Newspaper clipping

May 26th, 2009

Newspaper clipping

By way of being an update to the story of the Robert Bensons, I received today a copy of the microfilmed record from the Hamilton Advertiser.  Even though I have a good copy of the photo already, there’s something exciting about seeing it in situ.  Those Bensons got a good chunk of the page, by the looks of it.

I love the edges of the copy which give a glimpse into 1933 Hamilton. Did the Hamilton Old Parish Church Girls’ Association enjoy their visit to the works? It sounds a wee bit dull, to be honest – inspecting a ruling machine in operation?

And look at those Entertainments. Green’s Playhouse, Renfield Street, Europe’s largest cinema, where none but the best talking pictures are shown.  That week’s films included If I Had a Million which tells what happens to eight otherwise unconnected people when they are picked out of the phone book by a dying multimillionaire and each endowed with a million dollars. I wonder if anyone in my photo went to the pictures to see it?

If_I_Had_a_Million_poster

Linlithgow burgesses

May 25th, 2009

Linlithgow burgesses

In 1840, two unlikely branches of my family met. The Bensons from Midlothian were powdermakers, miners and labourers. This group of families lived for many years in and around Glencorse. The local cemetery is stuffed with their remains, if you’ll pardon the expression. It’s easy to go sideways in the family (Robert, whose brother was Francis and who had young Francis and so on and so on) but not as simple to go backwards. The earliest person I have is the wife, Isabella, of a Benson who would have been born around 1770.
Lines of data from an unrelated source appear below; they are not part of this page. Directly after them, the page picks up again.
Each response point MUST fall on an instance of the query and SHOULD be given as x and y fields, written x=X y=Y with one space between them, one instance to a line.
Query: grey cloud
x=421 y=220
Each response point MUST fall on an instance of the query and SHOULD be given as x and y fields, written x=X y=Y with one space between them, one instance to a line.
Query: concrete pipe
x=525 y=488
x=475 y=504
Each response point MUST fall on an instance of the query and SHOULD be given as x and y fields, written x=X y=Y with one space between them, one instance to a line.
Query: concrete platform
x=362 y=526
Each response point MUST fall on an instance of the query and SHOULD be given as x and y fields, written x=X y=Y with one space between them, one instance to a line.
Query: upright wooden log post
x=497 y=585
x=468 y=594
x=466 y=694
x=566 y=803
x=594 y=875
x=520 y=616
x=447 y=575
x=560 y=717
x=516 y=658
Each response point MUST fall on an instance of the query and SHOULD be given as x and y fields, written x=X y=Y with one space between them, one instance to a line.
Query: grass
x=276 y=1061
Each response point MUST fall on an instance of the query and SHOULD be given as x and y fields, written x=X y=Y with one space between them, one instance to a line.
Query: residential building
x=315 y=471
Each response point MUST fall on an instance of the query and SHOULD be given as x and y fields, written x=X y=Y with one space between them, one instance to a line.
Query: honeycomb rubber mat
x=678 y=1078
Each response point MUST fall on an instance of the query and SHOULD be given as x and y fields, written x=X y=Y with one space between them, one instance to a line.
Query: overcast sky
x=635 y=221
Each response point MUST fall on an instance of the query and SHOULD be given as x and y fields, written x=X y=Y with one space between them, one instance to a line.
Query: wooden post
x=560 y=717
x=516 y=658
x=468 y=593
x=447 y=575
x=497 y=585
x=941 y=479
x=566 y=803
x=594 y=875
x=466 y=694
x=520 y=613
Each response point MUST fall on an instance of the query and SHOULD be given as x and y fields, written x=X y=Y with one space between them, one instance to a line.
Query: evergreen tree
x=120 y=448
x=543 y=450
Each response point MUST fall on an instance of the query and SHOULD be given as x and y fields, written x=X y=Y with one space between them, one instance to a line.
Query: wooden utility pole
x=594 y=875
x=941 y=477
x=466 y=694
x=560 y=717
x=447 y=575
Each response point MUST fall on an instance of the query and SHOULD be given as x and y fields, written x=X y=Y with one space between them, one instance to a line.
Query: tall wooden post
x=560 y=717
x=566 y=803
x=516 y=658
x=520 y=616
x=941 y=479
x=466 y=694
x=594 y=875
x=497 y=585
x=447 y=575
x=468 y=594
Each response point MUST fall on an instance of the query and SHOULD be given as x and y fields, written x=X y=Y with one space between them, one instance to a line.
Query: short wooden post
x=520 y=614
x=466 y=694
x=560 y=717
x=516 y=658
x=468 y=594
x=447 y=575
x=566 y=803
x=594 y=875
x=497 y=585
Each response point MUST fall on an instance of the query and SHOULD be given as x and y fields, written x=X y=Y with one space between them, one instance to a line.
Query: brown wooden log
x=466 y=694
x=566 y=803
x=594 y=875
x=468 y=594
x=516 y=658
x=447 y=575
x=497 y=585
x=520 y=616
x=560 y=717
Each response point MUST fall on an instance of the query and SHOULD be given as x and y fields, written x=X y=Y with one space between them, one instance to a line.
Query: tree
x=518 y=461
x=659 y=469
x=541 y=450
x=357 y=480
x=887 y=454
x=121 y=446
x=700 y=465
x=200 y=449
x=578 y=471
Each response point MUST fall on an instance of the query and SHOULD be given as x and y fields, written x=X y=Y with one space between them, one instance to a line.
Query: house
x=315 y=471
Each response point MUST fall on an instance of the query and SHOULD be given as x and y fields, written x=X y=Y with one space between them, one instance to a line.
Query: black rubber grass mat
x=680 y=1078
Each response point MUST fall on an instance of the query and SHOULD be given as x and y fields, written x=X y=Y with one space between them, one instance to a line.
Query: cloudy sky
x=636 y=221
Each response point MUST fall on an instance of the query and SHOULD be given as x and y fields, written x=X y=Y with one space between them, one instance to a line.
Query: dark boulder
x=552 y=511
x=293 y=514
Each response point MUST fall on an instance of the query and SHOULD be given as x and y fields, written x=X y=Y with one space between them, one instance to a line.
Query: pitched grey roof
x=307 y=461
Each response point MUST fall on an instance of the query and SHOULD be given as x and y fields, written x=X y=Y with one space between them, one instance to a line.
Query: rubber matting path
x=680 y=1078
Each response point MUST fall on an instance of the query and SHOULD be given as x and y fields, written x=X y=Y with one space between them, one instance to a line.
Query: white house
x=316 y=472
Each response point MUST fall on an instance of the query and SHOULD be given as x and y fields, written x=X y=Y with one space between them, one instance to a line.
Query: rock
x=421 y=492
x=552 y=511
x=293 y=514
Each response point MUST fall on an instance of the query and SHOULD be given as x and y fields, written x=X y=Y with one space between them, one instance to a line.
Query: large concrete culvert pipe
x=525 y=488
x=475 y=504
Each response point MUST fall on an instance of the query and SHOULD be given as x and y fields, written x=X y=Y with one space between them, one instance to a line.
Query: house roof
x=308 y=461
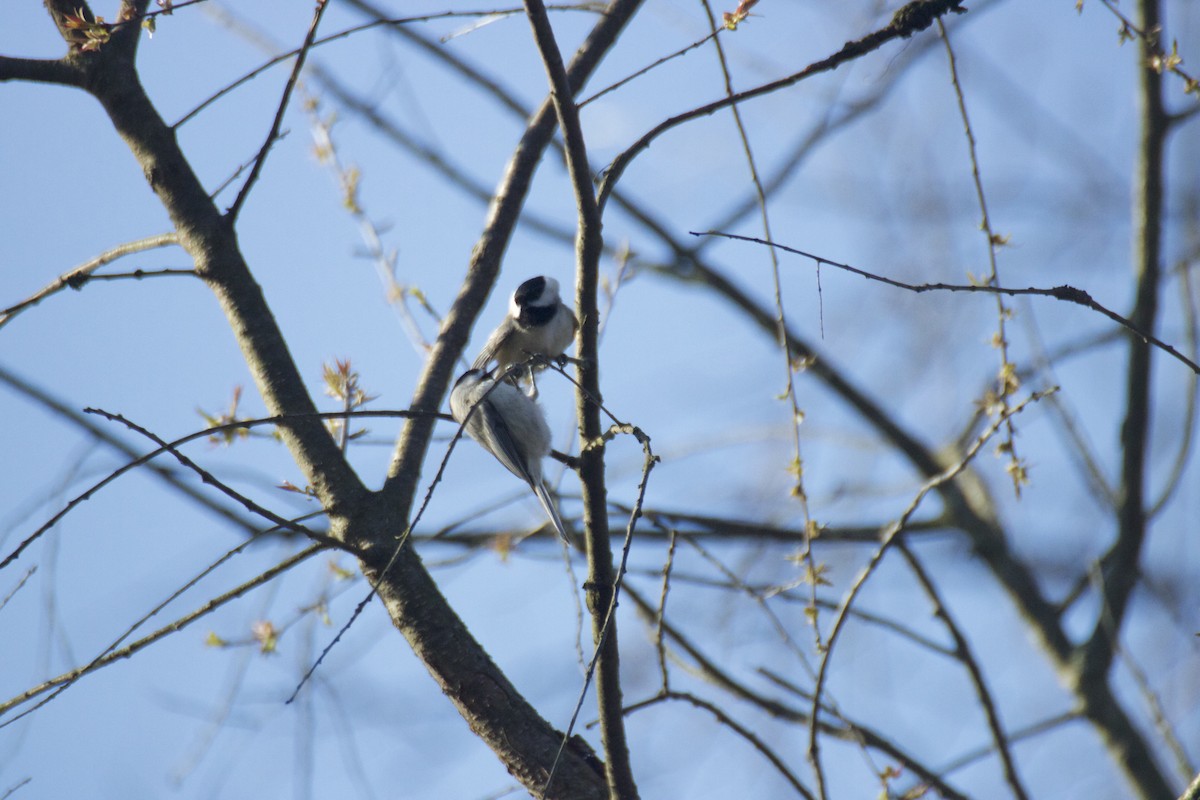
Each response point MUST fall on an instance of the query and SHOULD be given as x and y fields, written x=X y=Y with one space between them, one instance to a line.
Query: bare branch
x=1066 y=293
x=256 y=169
x=907 y=20
x=79 y=276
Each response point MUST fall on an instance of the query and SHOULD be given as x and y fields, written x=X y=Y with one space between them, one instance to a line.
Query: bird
x=510 y=426
x=538 y=323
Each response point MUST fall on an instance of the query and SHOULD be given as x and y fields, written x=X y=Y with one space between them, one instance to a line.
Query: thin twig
x=736 y=727
x=77 y=277
x=235 y=209
x=886 y=541
x=64 y=680
x=1066 y=293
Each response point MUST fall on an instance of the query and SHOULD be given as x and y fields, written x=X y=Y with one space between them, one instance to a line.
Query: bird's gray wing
x=502 y=441
x=495 y=342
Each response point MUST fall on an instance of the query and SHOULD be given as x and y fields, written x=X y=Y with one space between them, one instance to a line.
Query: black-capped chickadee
x=538 y=323
x=510 y=426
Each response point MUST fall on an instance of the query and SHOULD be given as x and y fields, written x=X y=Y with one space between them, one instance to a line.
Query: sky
x=1049 y=92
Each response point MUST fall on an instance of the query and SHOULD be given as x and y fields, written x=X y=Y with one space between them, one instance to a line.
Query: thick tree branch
x=54 y=71
x=588 y=246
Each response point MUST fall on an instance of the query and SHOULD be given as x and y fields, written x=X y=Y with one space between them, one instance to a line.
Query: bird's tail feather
x=547 y=503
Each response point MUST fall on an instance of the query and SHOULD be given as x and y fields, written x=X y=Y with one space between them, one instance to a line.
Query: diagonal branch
x=1065 y=293
x=907 y=20
x=261 y=158
x=600 y=587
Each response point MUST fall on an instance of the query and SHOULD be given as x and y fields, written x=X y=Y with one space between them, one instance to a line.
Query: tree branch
x=907 y=20
x=589 y=244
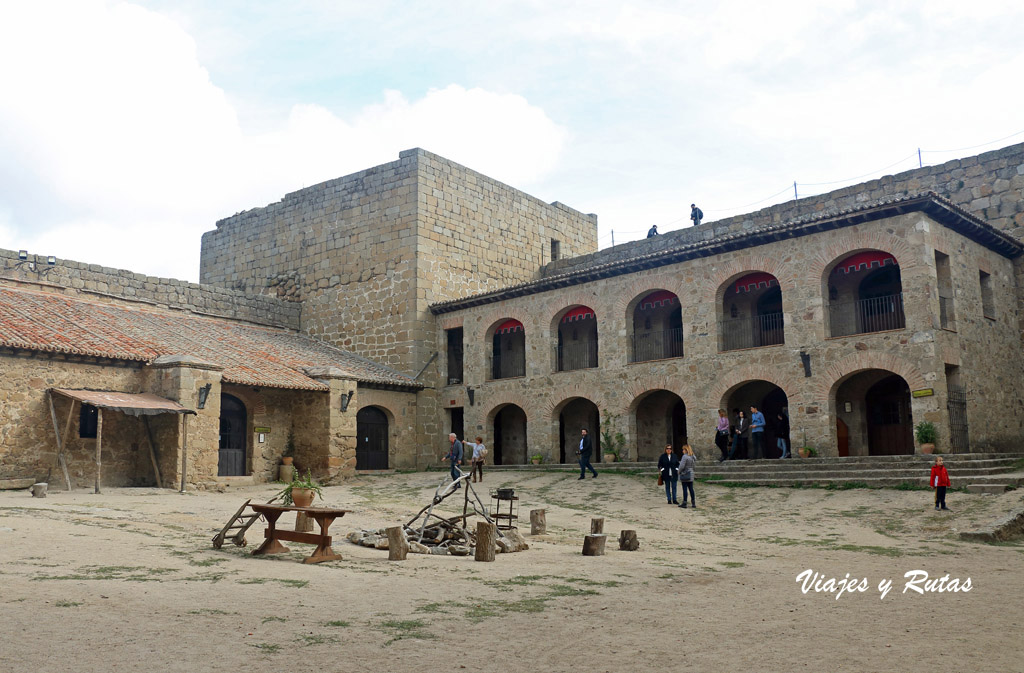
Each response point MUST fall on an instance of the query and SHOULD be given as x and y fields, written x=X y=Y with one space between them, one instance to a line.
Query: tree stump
x=397 y=547
x=593 y=545
x=486 y=541
x=538 y=521
x=303 y=523
x=628 y=541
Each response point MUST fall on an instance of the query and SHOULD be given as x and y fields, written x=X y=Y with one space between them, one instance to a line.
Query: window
x=87 y=422
x=987 y=304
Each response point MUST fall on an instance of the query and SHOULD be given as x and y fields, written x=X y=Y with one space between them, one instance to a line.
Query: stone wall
x=986 y=350
x=989 y=185
x=102 y=283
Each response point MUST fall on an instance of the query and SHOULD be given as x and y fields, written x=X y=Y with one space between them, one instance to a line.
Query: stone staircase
x=965 y=469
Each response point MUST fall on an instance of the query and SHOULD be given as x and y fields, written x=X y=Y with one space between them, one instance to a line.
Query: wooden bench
x=323 y=515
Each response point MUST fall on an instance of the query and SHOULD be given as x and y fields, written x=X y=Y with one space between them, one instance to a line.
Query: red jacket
x=939 y=472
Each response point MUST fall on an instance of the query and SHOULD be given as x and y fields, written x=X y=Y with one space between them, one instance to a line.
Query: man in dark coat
x=585 y=451
x=455 y=456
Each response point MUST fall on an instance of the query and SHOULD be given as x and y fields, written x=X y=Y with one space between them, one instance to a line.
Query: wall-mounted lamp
x=204 y=392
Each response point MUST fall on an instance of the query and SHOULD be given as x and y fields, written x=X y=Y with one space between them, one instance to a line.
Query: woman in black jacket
x=668 y=465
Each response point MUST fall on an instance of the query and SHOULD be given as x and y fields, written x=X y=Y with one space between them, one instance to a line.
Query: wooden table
x=323 y=515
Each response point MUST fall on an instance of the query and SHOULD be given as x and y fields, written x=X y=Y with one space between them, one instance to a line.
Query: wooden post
x=153 y=451
x=486 y=541
x=60 y=437
x=99 y=446
x=184 y=450
x=628 y=541
x=538 y=521
x=593 y=545
x=397 y=547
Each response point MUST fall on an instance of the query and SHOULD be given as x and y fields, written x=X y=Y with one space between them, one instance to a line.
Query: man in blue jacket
x=585 y=451
x=757 y=432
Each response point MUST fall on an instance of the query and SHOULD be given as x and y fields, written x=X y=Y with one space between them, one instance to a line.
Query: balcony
x=764 y=330
x=657 y=344
x=866 y=316
x=571 y=356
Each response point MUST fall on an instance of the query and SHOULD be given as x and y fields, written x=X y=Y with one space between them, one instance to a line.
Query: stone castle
x=357 y=322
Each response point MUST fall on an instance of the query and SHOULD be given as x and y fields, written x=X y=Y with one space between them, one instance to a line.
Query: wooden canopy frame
x=143 y=405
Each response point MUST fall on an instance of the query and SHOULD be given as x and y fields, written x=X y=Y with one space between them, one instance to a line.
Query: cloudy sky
x=128 y=129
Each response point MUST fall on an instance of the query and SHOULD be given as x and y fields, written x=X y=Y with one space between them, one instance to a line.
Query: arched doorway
x=233 y=426
x=510 y=435
x=875 y=405
x=660 y=419
x=574 y=416
x=372 y=436
x=865 y=294
x=770 y=401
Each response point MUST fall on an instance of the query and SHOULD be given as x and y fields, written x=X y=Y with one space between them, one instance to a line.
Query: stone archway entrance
x=660 y=419
x=510 y=436
x=879 y=419
x=372 y=435
x=233 y=422
x=770 y=401
x=579 y=414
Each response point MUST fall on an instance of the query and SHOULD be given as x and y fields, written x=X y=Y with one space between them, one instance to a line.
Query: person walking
x=476 y=462
x=668 y=465
x=757 y=432
x=940 y=481
x=585 y=451
x=722 y=434
x=455 y=457
x=687 y=463
x=739 y=432
x=782 y=434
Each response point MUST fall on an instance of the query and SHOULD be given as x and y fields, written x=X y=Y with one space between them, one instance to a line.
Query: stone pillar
x=180 y=378
x=335 y=456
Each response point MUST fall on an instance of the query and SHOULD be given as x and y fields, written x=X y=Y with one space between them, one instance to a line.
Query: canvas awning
x=144 y=404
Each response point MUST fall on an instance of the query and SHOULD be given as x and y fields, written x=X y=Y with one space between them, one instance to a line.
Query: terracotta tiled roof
x=249 y=353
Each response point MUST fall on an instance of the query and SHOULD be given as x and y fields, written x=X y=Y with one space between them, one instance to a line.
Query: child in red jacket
x=939 y=480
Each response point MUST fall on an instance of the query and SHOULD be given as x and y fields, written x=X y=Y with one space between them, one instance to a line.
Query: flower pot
x=302 y=497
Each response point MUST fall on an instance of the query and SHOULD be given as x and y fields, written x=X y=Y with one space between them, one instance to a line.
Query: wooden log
x=593 y=545
x=538 y=521
x=486 y=541
x=303 y=522
x=397 y=547
x=628 y=541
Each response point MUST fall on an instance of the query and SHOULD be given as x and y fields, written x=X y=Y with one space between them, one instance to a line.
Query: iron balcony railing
x=865 y=316
x=947 y=317
x=657 y=344
x=763 y=330
x=508 y=365
x=582 y=354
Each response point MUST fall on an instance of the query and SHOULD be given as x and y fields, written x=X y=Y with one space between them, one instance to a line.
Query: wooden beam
x=153 y=451
x=99 y=446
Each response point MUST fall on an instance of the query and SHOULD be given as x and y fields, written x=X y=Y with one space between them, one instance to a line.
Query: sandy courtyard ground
x=128 y=581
But it’s the very first Robert Benson who married a Spence. Or to be accurate, a Thom. And Margaret, the bride, was from a long line of burgesses in the Royal Burgh of Linlithgow.

When I began researching this family line, I discovered that I wasn’t alone – contacts flooded in with stacks of information.  Sadly, a lot of it turned out to be contradictory (more…)

The footie 1898 style

May 23rd, 2009

The footie 1898 style

This photographic card is in very bad condition. I put it in a flickr photo restoration group once and Eric Dege did the most wonderful job on it. Stupidly, I took it off my flickr photostream, have not kept it on my hard drive and so it’s lost.

Anyway, here’s a Scottish boys’  football team from around 1898. My grandfather, John (Jack) Somerville is the boy seated at the far right, aged around 10. The specialist kit comprised a striped jumper, knickerbockers and big boots- how would today’s footballers cope with that?  I imagine that this was a school team and they supplied the football strip. None of these boys’ families would have been well-off enough to afford it. In Jack’s case, he came from a single parent household (the redoubtable Betsy).  (See Betsy’s story here)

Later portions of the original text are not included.